Well, you know, if we're going to be realistic about things, as long as the government keeps control of the military and the police, and doesn't lose its nerve in face of popular protest, there's very little chance of overthrowing it. Street protestors shouting slogans just can't stand up to soldiers with guns, at least not as long as the soldiers are willing to use their weapons. As Mao pointed out, "power springs from the barrel of a gun," and as long as the supreme leader does not emulate Louis XVI and proverbially tells the Swiss Guard not to shoot, popular protest may prove ineffective, in spite of the rather naive belief in people power touted by the press.

Davian93
07-06-2009, 10:04 PM
Yeah, but sometimes there is enough pressure for the military to change teams so to speak and in some cases it only takes a small portion of the military to flip for it to start a domino effect. Tehran today could very well have turned into 18th century Paris had the local military flipped or even stepped aside.

Uno
07-06-2009, 10:48 PM
Yeah, but sometimes there is enough pressure for the military to change teams so to speak and in some cases it only takes a small portion of the military to flip for it to start a domino effect. Tehran today could very well have turned into 18th century Paris had the local military flipped or even stepped aside.

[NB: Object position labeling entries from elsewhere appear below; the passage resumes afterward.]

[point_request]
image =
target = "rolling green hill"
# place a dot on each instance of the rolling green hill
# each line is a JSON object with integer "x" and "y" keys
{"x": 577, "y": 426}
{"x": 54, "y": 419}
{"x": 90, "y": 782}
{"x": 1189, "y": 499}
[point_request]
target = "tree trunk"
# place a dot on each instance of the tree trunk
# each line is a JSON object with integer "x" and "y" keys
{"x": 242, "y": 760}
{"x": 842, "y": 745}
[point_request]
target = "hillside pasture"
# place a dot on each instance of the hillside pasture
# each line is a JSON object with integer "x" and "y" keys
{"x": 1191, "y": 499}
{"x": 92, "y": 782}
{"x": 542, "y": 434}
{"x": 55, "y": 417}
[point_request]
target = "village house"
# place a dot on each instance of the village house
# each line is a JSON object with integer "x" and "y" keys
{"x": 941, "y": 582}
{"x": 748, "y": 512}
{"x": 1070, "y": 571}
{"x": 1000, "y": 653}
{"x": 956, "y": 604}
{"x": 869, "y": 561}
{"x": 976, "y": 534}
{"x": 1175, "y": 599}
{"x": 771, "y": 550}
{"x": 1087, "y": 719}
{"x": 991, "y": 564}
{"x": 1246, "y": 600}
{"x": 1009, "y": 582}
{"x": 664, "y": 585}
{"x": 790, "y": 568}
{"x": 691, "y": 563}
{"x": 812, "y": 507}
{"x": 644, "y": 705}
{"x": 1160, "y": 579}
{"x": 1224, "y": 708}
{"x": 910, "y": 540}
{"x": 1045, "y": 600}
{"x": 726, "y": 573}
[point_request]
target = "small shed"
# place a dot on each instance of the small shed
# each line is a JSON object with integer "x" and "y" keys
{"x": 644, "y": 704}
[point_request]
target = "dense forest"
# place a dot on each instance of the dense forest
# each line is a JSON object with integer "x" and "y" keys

But what I'm referring to is the various comments in the press that the popular uprising is necessarily unstoppable, when, in fact, popular uprisings are put down all the time. China twenty years ago comes to mind, but there's also Burma a couple of years ago, and, in fact, the rising in Xinjiang province in China being crushed right now. It just takes enough brutality. A government as strong as that of Iran has many means at its disposal, and if the regular army may be unreliable, a radical revolutionary regime tends to have politicized and ideologically reliable troops to call on. In Iran, that would be the Revolutionary Guard.

Davian93
07-06-2009, 10:57 PM
But what I'm referring to is the various comments in the press that the popular uprising is necessarily unstoppable, when, in fact, popular uprisings are put down all the time. China twenty years ago comes to mind, but there's also Burma a couple of years ago, and, in fact, the rising in Xinjiang province in China being crushed right now. It just takes enough brutality. A government as strong as that of Iran has many means at its disposal, and if the regular army may be unreliable, a radical revolutionary regime tends to have politicized and ideologically reliable troops to call on. In Iran, that would be the Revolutionary Guard.

Yup...pretty much. That's why its good to have a loyal group of shock troops if you are a dictator.